La Russie s’est félicitée mercredi d’avoir enregistré une demande quatre fois supérieure à l’offre pour son premier emprunt en dollars depuis l’introduction de sanctions occidentales, même si certains analystes doutent du réel succès de cette opération après la mise en garde des États-Unis. « L’émission a été un succès, le montant des propositions a nettement dépassé la somme que nous souhaitions emprunter », a déclaré le ministre des Finances Anton Silouanov, cité par les agences russes.
Selon le résultat de cette première émission de dette publique sur les marchés internationaux depuis septembre 2013, l’Etat russe a levé 1,75 milliard de dollars en titres sur dix ans à un taux de 4,75%, soit un peu plus de la moitié des 3 milliards de dollars permis par le budget pour cette année.
Sur cette somme, les investisseurs étrangers représentent environ 1,2 milliard de dollars et les banques russes 550 millions, mais le total des offres reçues par le ministère représentait sept milliards de dollars, soit quatre fois plus que le montant retenu, a précisé M. Silouanov.
Selon lui, cette somme est « suffisante » à l’heure actuelle, car si le budget souffre de la crise et de la chute des revenus pétroliers, « il n’y a pas de besoin particulier de devises étrangères ». « Nous voulions simplement faire acte de présence sur le marché pour que les investisseurs ne nous oublient pas », a-t-il expliqué.
Le ministre s’était félicité dès mardi soir du résultat de cette opération test, qui « malgré la pression exercée en coulisse sur certains participants des marchés financiers internationaux, (…) a démontré le fort niveau de confiance envers la Russie comme emprunteur ».
Les sources bancaires interrogées par les médias avaient rapporté que les investisseurs étrangers étaient restés à l’écart de l’opération pendant les premières heures, forçant les autorités russes à la prolonger d’une journée pour les convaincre.
Cette levée obligataire se déroule alors que l’économie russe reste visée par des sanctions occidentales liées à la crise ukrainienne.

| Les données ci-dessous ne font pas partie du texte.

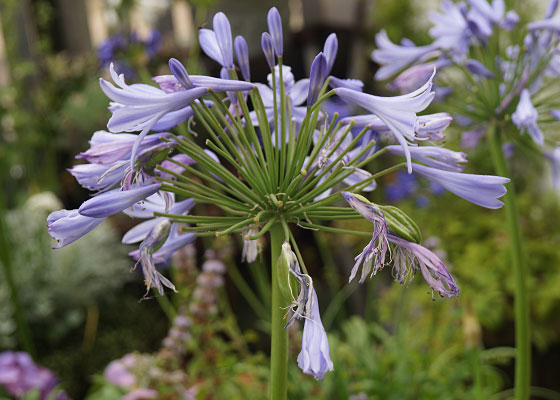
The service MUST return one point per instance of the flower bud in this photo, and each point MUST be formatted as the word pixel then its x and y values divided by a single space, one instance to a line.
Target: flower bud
pixel 266 44
pixel 275 28
pixel 316 78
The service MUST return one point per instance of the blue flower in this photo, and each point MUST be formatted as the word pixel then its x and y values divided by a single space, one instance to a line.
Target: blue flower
pixel 483 190
pixel 525 118
pixel 114 201
pixel 314 358
pixel 66 226
pixel 106 147
pixel 411 257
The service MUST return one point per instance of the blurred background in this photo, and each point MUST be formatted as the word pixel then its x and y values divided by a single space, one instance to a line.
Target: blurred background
pixel 76 310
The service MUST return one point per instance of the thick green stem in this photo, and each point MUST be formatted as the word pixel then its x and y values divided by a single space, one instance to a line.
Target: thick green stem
pixel 279 335
pixel 521 303
pixel 23 331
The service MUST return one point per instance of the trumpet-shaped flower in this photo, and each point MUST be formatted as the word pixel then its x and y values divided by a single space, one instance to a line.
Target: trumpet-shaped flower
pixel 435 157
pixel 314 358
pixel 483 190
pixel 114 201
pixel 397 113
pixel 106 147
pixel 66 226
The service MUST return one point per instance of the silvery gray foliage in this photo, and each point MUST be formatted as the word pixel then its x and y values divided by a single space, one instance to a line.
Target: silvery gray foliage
pixel 56 287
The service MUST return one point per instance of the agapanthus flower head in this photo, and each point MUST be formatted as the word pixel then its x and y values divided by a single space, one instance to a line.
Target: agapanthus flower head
pixel 270 163
pixel 502 82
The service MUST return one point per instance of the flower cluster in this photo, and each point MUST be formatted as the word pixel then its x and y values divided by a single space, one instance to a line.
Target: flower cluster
pixel 272 160
pixel 510 69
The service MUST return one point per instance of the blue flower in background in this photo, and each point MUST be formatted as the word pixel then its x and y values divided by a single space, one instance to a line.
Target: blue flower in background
pixel 119 50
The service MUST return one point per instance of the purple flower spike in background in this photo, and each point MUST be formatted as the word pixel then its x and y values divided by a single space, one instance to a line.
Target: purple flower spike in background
pixel 19 375
pixel 525 118
pixel 316 78
pixel 275 28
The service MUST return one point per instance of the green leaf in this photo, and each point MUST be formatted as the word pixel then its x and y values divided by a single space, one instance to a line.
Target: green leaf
pixel 401 224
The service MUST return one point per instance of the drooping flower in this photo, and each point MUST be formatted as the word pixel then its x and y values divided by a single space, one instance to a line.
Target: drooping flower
pixel 435 157
pixel 410 257
pixel 107 147
pixel 66 226
pixel 114 201
pixel 314 358
pixel 416 75
pixel 483 190
pixel 397 113
pixel 153 278
pixel 525 118
pixel 372 258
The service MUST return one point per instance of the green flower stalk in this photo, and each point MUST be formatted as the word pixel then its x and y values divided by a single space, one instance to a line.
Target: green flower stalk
pixel 510 69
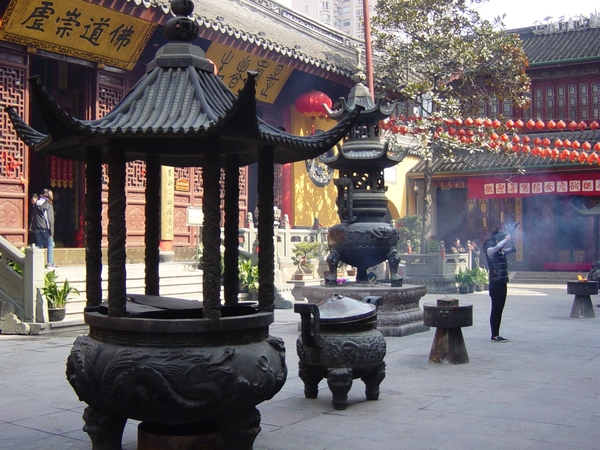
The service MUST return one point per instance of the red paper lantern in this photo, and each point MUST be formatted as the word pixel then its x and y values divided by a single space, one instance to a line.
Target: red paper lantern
pixel 311 104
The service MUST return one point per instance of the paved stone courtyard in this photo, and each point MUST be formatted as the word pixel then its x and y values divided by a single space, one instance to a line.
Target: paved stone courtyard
pixel 540 391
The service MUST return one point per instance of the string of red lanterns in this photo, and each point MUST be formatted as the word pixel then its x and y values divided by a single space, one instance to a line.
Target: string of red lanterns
pixel 505 136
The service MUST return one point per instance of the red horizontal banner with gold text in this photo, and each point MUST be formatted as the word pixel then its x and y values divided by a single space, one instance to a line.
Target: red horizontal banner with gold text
pixel 529 185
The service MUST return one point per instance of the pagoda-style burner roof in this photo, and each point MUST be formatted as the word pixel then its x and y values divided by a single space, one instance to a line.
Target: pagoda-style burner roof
pixel 179 108
pixel 361 96
pixel 364 155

Ce régime pousse les investisseurs à la méfiance vis-à-vis des entreprises russes même non sanctionnées, de peur qu’indirectement les fonds ne finissent dans des secteurs ou entités sur liste noire américaine ou européenne.
Les banques occidentales sollicitées avaient refusé d’organiser l’opération, finalement confiée à l’établissement russe VTB Capital.
Les États-Unis avaient déconseillé aux firmes américaines de participer, le porte-parole du département d’État Mark Toner soulignant encore mardi les « risques, à la fois économiques et en termes de réputation ».
Silouanov a dénoncé « une pression sans précédent » exercée par « l’administration américaine » sur la chambre de compensation Euroclear, qui n’a pas participé à l’opération.
Malgré la forte demande apparente, certains économistes se montraient circonspects face au résultat, relevant que le montant levé (1,75 milliard de dollars) était inférieur au total permis par le budget (3 milliards).
Pour Natalia Orlova, économiste à Alfa Bank, cela « suggère qu’un placement plus important aurait été plus coûteux ». « La deuxième et principale source d’inquiétude, c’est la qualité des investisseurs », a-t-elle ajouté.
Une source de marché anonyme interrogée par le journal Vedomosti estime ainsi que la longue durée de la prise en compte des offres des investisseurs a pu permettre à des participants russes de transférer leurs fonds hors de Russie, pour apparaître formellement étrangers.
Une source bancaire interrogée par le même quotidien estime que la demande a pu être « gonflée », certains investisseurs proposant plus que désiré pour faire jouer la concurrence et obtenir de meilleures conditions avant de réduire leur offre.